While the American and international press are focusing on the Gaza war, much of the attention in Israel is directed to the northern border and the chances of opening a new military front, this one against Hezbollah. In recent weeks, after months in which residents of Israel’s north remain displaced from their homes and with daily rocket attacks on the abandoned towns, the Israeli press has shifted its focus to the threat of a much bigger war brewing up north.

“A war in the north is unavoidable,” declared Israel Hayom’s commentator Oded Granot. The business publication Calcalist ran a piece predicting just how bad this next war will be, with “huge destruction of the kind Israel has never experienced, thousands of casualties in the frontlines and the home front, resulting in public panic.” Many outlets reported on wide-scale war preparation drills conducted by hospitals in the north, and the mayor of Nesher, a city adjacent to Haifa, told citizens to “buy generators and canned foods,” because emergency forces “won’t get to you in the first week.” These reports may explain in part the doom-and-gloom feeling in Israel, even as the Gaza war may be winding down.

5. It’s the economy

An aspect of the war largely invisible in the international press is the heavy economic price it is exacting from Israelis. On Sunday, headlines in all major publications were devoted to the damning report issued by Moody’s and its decision to downgrade Israel’s credit rating and warn of an even more negative outlook on the horizon.

The Israeli press, trying to explain the meaning of this downgrade to ordinary Israelis worried about their grocery bills, took a partisan approach to the issue.
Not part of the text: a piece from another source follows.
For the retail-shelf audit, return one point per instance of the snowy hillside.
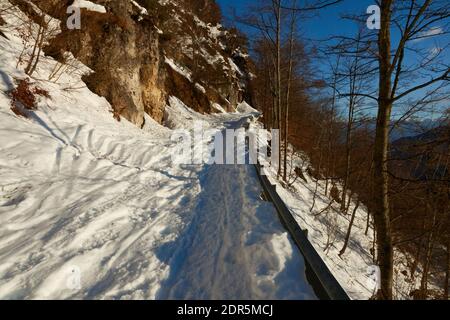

Many columnists criticized the Netanyahu government, and especially Finance Minister Bezalel Smotrich, for not putting in place an emergency economic plan to deal with increased defense spending, the shutdown of entire regions in Israel and the hit to business due to withdrawal of international investments and the shortage of workers, many of whom are called up for reserve service.

The coverage also touched on a deeper fault line in Israeli society—that between Israelis who are secular, traditional, or “national religious,” and the ,ultra-Orthodox who do not usually serve in the military and who have received increased government funding despite the country’s economic downturn.

Nothing demonstrated this disconnect more than the reactions in the Haredi press to Moody’s downgrade decision. Instead of focusing on the report, ultra-Orthodox outlets took issue with the fact that Netanyau put out a statement reacting to the decision during the Sabbath. “The statement caused insult and pain to tens of thousands Shabbat observants,” said an article in Hamevaser, a daily publication aligned with the United Torah Judaism party.

6. Super Bowl!

The game is obviously big news in America, but is the Israeli press watching?

Well, it’s hard to really report on a sport that does not exist in Israel (and don’t even try explaining the rules, or why it’s called “football” while football is “soccer”) not to mention that the game takes place in the middle of the night in Israel.

And yet, we live in a global village and news in America must be news in Israel, too. The angle? A Super Bowl ad campaign funded by the Israeli government calling for the release of 136 hostages still held by Hamas. (And yes, the Israeli press didn’t miss the typo in an early version of the ad sent to reporters. Apparently the word “Israel” was misspelled.)